[Opinion] Worsening Imbalances in the US Economy Expected to Lead to Dollar Value Decline View original image

In the past first quarter, the U.S. economy contracted by -1.4%, much lower than experts' expectations. Consumption and investment showed steady growth. This was due to a significant expansion of the deficit in the external sector. The widening external imbalance will eventually lead to a decline in the value of the dollar.


In particular, consumption, which accounts for 70% of the Gross Domestic Product (GDP), increased by 2.7%. Despite this, the economy experienced negative growth because exports decreased by 5.9%, while imports increased by as much as 17.7%. The contribution of net exports to economic growth was -3.2 percentage points. Assuming the external sector was balanced, the U.S. economic growth rate in the first quarter would have been 1.8% instead of -1.4%.


The reason for the increase in U.S. consumption and imports lies in the U.S. government's policy response.

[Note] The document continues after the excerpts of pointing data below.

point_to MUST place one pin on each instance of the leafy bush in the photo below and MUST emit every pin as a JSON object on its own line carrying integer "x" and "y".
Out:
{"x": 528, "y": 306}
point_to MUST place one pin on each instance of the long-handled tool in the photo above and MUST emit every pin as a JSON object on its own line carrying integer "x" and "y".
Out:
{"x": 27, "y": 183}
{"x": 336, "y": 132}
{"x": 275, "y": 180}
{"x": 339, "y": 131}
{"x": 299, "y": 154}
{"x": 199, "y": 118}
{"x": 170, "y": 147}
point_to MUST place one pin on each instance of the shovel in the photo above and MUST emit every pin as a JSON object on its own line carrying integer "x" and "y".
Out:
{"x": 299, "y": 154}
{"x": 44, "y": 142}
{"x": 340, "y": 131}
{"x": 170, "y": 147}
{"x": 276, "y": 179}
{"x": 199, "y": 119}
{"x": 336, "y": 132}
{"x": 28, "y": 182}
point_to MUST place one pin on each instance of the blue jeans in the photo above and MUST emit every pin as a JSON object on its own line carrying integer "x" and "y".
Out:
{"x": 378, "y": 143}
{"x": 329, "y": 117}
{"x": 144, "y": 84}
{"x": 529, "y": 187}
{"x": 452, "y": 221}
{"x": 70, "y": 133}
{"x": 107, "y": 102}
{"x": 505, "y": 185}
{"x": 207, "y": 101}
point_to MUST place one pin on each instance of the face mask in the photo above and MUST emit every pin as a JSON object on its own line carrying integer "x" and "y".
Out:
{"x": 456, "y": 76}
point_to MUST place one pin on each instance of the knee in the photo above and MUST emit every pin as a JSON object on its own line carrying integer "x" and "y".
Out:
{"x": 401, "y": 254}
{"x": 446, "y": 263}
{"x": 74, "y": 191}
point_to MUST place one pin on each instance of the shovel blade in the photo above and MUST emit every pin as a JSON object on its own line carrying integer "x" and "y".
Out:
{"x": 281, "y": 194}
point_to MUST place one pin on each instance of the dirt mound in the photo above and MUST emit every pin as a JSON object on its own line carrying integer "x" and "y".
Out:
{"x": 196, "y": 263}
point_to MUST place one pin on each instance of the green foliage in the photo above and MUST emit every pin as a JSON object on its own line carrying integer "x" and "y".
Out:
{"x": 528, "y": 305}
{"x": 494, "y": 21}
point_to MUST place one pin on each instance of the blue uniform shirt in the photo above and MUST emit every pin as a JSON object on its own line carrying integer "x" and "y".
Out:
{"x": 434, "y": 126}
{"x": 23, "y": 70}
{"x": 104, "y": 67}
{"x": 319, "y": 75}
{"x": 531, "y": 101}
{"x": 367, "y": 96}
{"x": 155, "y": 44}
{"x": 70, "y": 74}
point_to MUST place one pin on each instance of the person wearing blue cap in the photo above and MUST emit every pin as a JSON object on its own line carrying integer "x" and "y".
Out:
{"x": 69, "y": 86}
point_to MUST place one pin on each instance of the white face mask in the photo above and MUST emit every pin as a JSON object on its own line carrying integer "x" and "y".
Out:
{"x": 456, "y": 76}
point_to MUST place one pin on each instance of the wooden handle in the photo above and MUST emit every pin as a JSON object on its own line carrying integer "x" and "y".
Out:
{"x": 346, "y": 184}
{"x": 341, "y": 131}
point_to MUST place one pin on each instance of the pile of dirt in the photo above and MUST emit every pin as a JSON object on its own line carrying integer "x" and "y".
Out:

The economy sharply contracted due to COVID-19 in 2020. In March and April 2020, non-agricultural jobs decreased by 21.99 million. Jobs that had increased over ten years disappeared within just two months.


To overcome the economic crisis, the U.S. government spent $3.6 trillion and $1.9 trillion in 2020 and 2021, respectively. Especially in March 2021, $1,400 was paid to all citizens except high-income earners, and $400 per week was provided as unemployment benefits. As a result, the real disposable income per capita increased by 24% from the end of the previous year to $57,597 in March 2021. Based on this income increase, U.S. households continuously increased consumption.


However, domestic production in the U.S. could not support this, so imports inevitably increased. The rise in the dollar's value also contributed to the increase in imports. The trade deficit inevitably expanded. Last year, the U.S. trade deficit reached a record high of $861.4 billion, which was 48% higher than the average of the previous three years. The trade deficit from January to March this year was $288.8 billion, a 42% surge compared to the same period last year.


With the expansion of the trade deficit, U.S. external debt is increasing much faster than external assets. At the end of last year, net assets, calculated by subtracting external debt from external assets, were $18.1012 trillion, four times higher than 10 years ago (April 2011: $4.4546 trillion). During the same period, the ratio relative to GDP also surged from 29% to 79%.


Despite the large net external debt of the U.S., the dollar has remained strong because it is the key currency and foreign funds continue to flow into the U.S. through financial accounts.


At the end of last year, the U.S. net portfolio investment was -$12.1637 trillion, and net direct investment was -$3.8055 trillion. This means countries like China and South Korea exported to the U.S. and used the earnings to buy U.S. stocks and bonds and invest in U.S. companies. Additionally, the uncertainty in the global economy and financial markets caused by Russia's invasion of Ukraine has increased demand for safe assets like dollar-denominated assets, which also contributes to the rise in the dollar's value.


Federal government debt has also reached 130% of GDP. Both domestic and external imbalances are expanding simultaneously. Imbalances eventually seek balance. Recent sharp declines in the Nasdaq index suggest signs of a bubble burst in the U.S. stock market.



Considering this, capital inflows into the U.S. stock market are likely to decrease. This implies a high possibility of a decline in the dollar's value. If signs emerge that the Ukraine war is ending, this process could accelerate. It seems risky to invest unilaterally expecting the dollar's value to rise.


This content was produced with the assistance of AI translation services.